I'm going to go the other way. I've never used gorilla glue. But I have used epoxy on plastic. I don't see it being an issue of strength as much as not flexible enough. Or perhaps it's the oily base of plastic that over time bleeds to the surface before it dries out. Something like Pliobond works fairly well in plastic/metal bonds. It's not as strong as epoxy, but it won't pop off either.
First of all, epoxy comes in a huge variety of formulations. If you go down the 3M catalog you'll see that they have one that is hard enough to sand and drill holes in and they have a "super flexible" one, and they have products in between. McMaster sells 15 different 3M epoxies (and 11 other two part adhesives that look like epoxy but are actually something else.)
But that may not be the issue. Plastic is very tricky. Not all plastics are the same. If you want to bond a hard plastic, you may have good luck with a randomly chosen epoxy with good surface preparation (e.g. roughing up the surfaces). But if you want to bond a soft, slick plastic such as polyethylene then these epoxies won't work well. In fact, very few things will bond polyethylene well. For bonding acrylic, regular epoxy is also mediocre.
For bonding general slick plastics ("low surface energy plastics") 3M makes DP-8005 and DP-8010 which work very well. They are kind of expensive and 3M does not recommend hand mixing, so you have to get the gun and use static mixing nozzles (10-1 mixing ratio). But they really work. I bonded zinc plated magnets to polyethylene with this stuff about 6 years ago and have been putting them through the dishwasher on a weekly basis without any failures. I use a sheet of teflon (PTFE) as a backer for epoxy work and regular epoxy pops right off. The 3M adhesive stuck to the teflon so well that I couldn't get it off.
For bonding acrylic, you can use Weld-On #3 or #4 which basically dissolve the acrylic and melts the two surfaces together. (This is how you make an acquarium.) But the point is that if you want to bond plastic well you need to know what kind of plastic it is and seek an adhesive suitable for that particular plastic.
If you're concerned about bond strength, then at least 3M (and I assume other manufacturers too) publish spec sheets with advertised bond strengths for different materials. As it happens, DP-460 was the product recommended to me to bond brass to wood. But I usually use epoxy for things that requires a fast set and I don't generally have any problems with bond strength.

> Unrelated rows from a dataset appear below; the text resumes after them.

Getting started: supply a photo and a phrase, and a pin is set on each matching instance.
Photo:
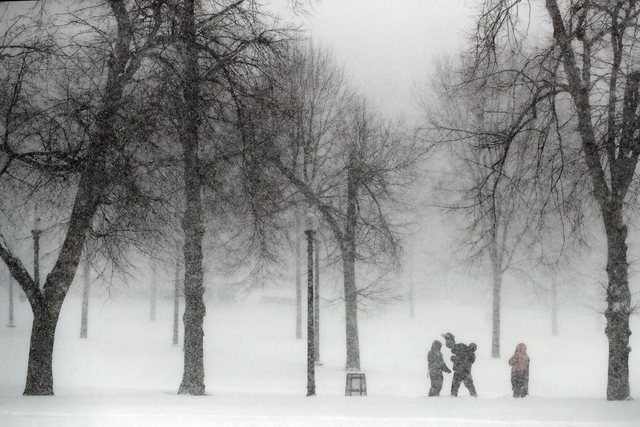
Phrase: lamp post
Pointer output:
(176, 302)
(11, 323)
(316, 304)
(310, 227)
(36, 250)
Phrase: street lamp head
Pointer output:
(310, 222)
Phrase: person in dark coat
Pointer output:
(463, 357)
(436, 367)
(519, 363)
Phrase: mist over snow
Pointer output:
(230, 212)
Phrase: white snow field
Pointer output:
(127, 372)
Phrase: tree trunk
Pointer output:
(153, 290)
(40, 370)
(554, 305)
(298, 280)
(618, 306)
(495, 324)
(84, 318)
(349, 265)
(351, 312)
(316, 302)
(192, 223)
(176, 304)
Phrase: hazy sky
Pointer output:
(389, 46)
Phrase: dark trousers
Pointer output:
(520, 383)
(436, 383)
(465, 378)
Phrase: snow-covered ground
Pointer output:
(127, 372)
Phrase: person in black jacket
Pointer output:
(463, 357)
(436, 367)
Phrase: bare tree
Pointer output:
(345, 161)
(87, 160)
(588, 68)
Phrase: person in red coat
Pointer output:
(520, 371)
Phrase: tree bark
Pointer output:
(192, 224)
(618, 306)
(311, 377)
(40, 366)
(349, 267)
(495, 324)
(84, 318)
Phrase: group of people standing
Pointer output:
(463, 356)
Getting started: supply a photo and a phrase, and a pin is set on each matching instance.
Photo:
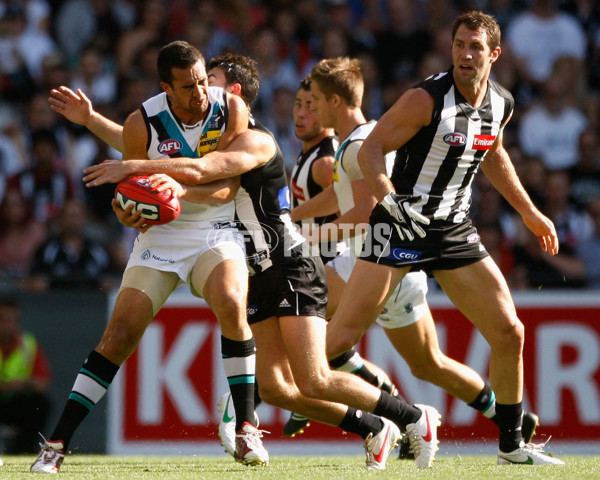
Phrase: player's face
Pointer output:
(472, 56)
(188, 92)
(216, 78)
(306, 122)
(321, 106)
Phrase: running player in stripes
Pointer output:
(443, 130)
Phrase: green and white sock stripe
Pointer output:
(240, 369)
(88, 389)
(490, 410)
(353, 364)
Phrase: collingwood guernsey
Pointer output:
(440, 161)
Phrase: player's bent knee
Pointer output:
(275, 393)
(339, 343)
(313, 387)
(510, 339)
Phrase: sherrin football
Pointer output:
(157, 207)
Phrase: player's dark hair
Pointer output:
(239, 69)
(340, 76)
(475, 20)
(305, 83)
(177, 54)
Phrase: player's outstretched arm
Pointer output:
(217, 192)
(411, 112)
(77, 108)
(237, 122)
(247, 151)
(321, 205)
(501, 173)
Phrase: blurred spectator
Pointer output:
(490, 209)
(281, 123)
(504, 11)
(78, 22)
(587, 13)
(588, 251)
(45, 185)
(570, 72)
(20, 45)
(273, 73)
(206, 31)
(70, 258)
(346, 14)
(373, 105)
(20, 235)
(16, 80)
(152, 18)
(13, 156)
(291, 47)
(551, 128)
(39, 117)
(532, 173)
(24, 381)
(94, 77)
(55, 72)
(334, 43)
(37, 13)
(585, 174)
(402, 46)
(541, 34)
(565, 269)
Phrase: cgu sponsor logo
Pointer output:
(406, 255)
(297, 191)
(149, 211)
(169, 146)
(455, 139)
(483, 142)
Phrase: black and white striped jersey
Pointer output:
(302, 184)
(440, 161)
(262, 208)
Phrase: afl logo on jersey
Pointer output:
(473, 238)
(169, 146)
(455, 139)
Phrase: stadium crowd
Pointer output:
(56, 233)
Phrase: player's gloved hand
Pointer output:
(408, 220)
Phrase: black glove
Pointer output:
(406, 218)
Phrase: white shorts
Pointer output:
(406, 304)
(178, 250)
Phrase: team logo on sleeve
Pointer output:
(297, 191)
(473, 238)
(208, 142)
(483, 142)
(455, 139)
(170, 146)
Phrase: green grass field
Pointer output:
(84, 467)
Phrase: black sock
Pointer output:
(94, 378)
(486, 403)
(396, 410)
(508, 418)
(361, 423)
(257, 399)
(239, 360)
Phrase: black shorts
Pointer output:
(445, 247)
(293, 288)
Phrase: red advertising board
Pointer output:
(164, 398)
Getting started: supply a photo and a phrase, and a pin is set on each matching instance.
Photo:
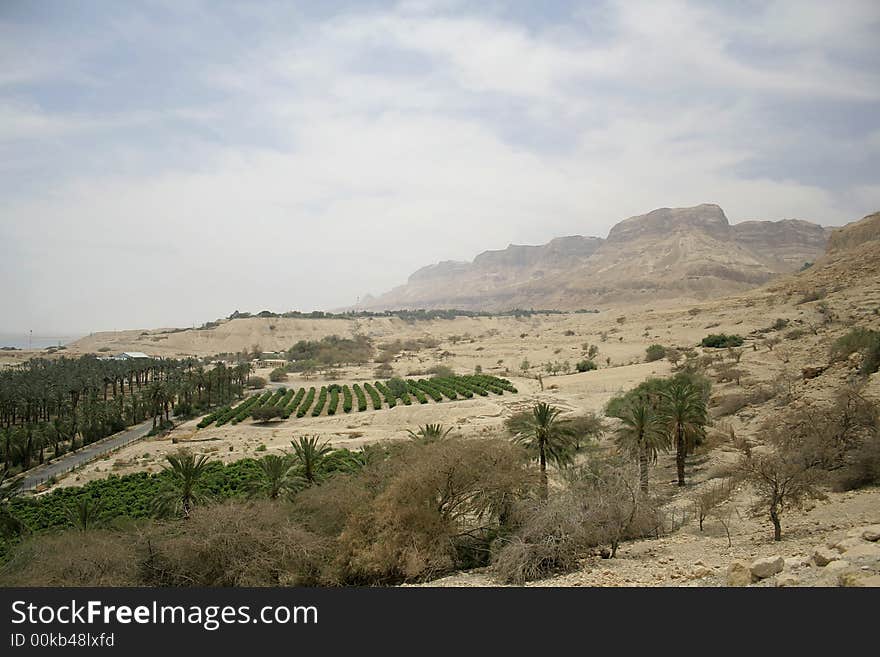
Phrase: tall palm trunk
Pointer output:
(643, 470)
(777, 525)
(679, 454)
(543, 462)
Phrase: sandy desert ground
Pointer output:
(499, 345)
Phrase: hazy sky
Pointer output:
(166, 163)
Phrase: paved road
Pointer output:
(86, 454)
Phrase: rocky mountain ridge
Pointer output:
(683, 253)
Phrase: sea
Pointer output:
(25, 341)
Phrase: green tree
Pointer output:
(429, 432)
(545, 435)
(276, 476)
(10, 525)
(310, 457)
(86, 514)
(639, 436)
(186, 473)
(683, 416)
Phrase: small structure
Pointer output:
(131, 355)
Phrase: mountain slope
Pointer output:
(682, 253)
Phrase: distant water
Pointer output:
(21, 341)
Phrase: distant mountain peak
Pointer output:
(682, 252)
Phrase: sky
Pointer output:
(166, 163)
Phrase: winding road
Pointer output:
(89, 453)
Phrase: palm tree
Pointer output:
(9, 524)
(85, 514)
(429, 432)
(310, 458)
(276, 476)
(546, 436)
(640, 436)
(185, 472)
(682, 415)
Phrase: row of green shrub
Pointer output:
(307, 403)
(294, 404)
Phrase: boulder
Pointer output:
(738, 574)
(859, 579)
(767, 567)
(863, 551)
(795, 563)
(701, 571)
(787, 581)
(848, 544)
(812, 372)
(871, 533)
(823, 556)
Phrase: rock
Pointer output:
(871, 533)
(863, 551)
(767, 567)
(812, 372)
(794, 563)
(738, 574)
(858, 579)
(823, 556)
(787, 580)
(837, 566)
(848, 544)
(701, 571)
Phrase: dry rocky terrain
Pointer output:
(831, 542)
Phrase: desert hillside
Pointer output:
(683, 253)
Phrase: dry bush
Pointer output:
(425, 510)
(862, 467)
(710, 498)
(730, 404)
(74, 558)
(233, 544)
(600, 506)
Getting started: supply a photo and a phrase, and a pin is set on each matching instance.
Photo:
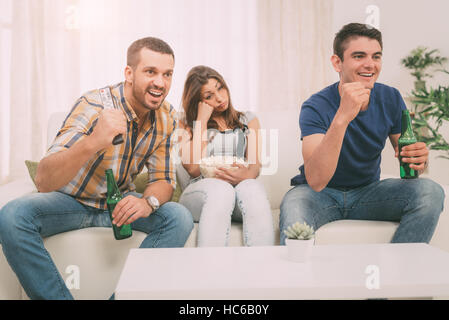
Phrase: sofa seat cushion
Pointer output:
(355, 231)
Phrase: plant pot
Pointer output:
(298, 250)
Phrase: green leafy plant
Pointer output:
(300, 231)
(430, 109)
(420, 59)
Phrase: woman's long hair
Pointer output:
(196, 79)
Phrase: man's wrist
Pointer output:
(153, 202)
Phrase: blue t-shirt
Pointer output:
(360, 155)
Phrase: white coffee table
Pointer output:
(332, 272)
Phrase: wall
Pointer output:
(404, 25)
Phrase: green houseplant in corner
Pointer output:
(300, 238)
(430, 106)
(418, 61)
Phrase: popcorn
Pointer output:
(209, 164)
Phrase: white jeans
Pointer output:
(214, 202)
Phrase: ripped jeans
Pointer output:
(214, 203)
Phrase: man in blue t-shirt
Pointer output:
(344, 128)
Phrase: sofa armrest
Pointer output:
(15, 189)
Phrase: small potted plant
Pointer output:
(300, 238)
(418, 61)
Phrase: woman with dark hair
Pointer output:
(216, 130)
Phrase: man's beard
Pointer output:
(140, 98)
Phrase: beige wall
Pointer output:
(405, 24)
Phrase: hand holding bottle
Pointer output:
(416, 155)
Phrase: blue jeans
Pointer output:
(25, 221)
(214, 203)
(416, 204)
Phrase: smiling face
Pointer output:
(215, 94)
(362, 61)
(150, 81)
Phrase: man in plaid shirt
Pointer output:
(71, 177)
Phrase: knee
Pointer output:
(431, 194)
(177, 216)
(249, 187)
(12, 216)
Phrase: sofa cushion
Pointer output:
(140, 182)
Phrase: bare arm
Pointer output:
(58, 169)
(321, 151)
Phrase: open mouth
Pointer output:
(366, 75)
(155, 93)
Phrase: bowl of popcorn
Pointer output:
(209, 164)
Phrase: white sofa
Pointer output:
(96, 259)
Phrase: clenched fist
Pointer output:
(354, 98)
(109, 124)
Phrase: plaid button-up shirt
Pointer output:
(152, 147)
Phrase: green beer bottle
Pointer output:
(113, 197)
(407, 137)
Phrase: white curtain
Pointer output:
(295, 43)
(271, 53)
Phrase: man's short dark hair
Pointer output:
(151, 43)
(351, 31)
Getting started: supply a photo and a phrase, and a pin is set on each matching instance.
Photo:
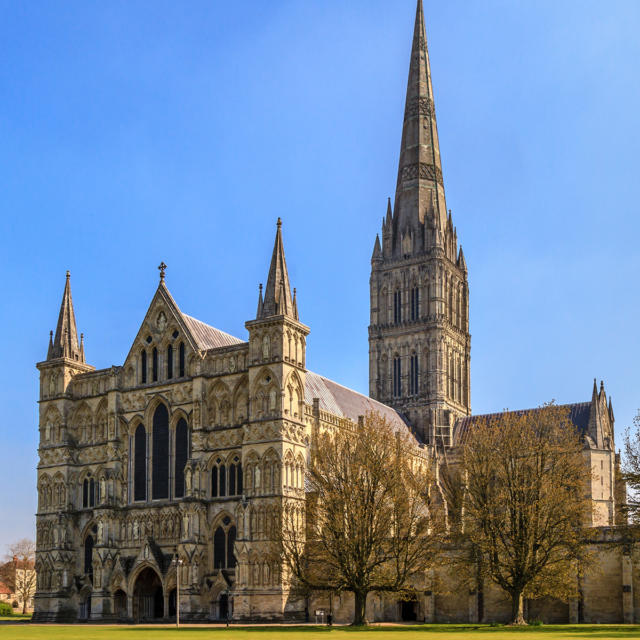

I have gotten the impression that in general, epoxies that bond more difficult materials or have other superior properties are slower curing, but I wouldn't try to generalize too far. I compared DP-100 Plus (4 minute open) to DP-460 (60 minute open). For DP-100 Plus the sheer strength in PSI for etched aluminum=3500, sanded aluminum=1800, ABS plastic=450, PVC plastic=250. For slower curing DP-640, etched aluminum=4500, sanded aluminum=3500, ABS=300, PVC=500. Note also that DP-460NS has sanded aluminum=2650. In fact, the non-sag version was significantly weaker on several materials.
The observation is that if you're gluing aluminum, most likely the DP-100 Plus is adequate, but it is weaker. Note that for plastic, the DP-100 plus is actually stronger on ABS than the one with the longer open time. Surface preparation can make a significant difference. (Compare etched aluminum to sanded aluminum. You're better off etching your aluminum and using the fast product than sanding and using the slow product.) In the end, if you really care about bond strength, you should check the manufacturer specs for the material you want to glue rather than trying to infer it from working time. The DP-8005 that I used to glue to plastic has a 3 minute working time and bonds PVC with sheer strength of 2050 and ABS with 1575, much better than the DP-460.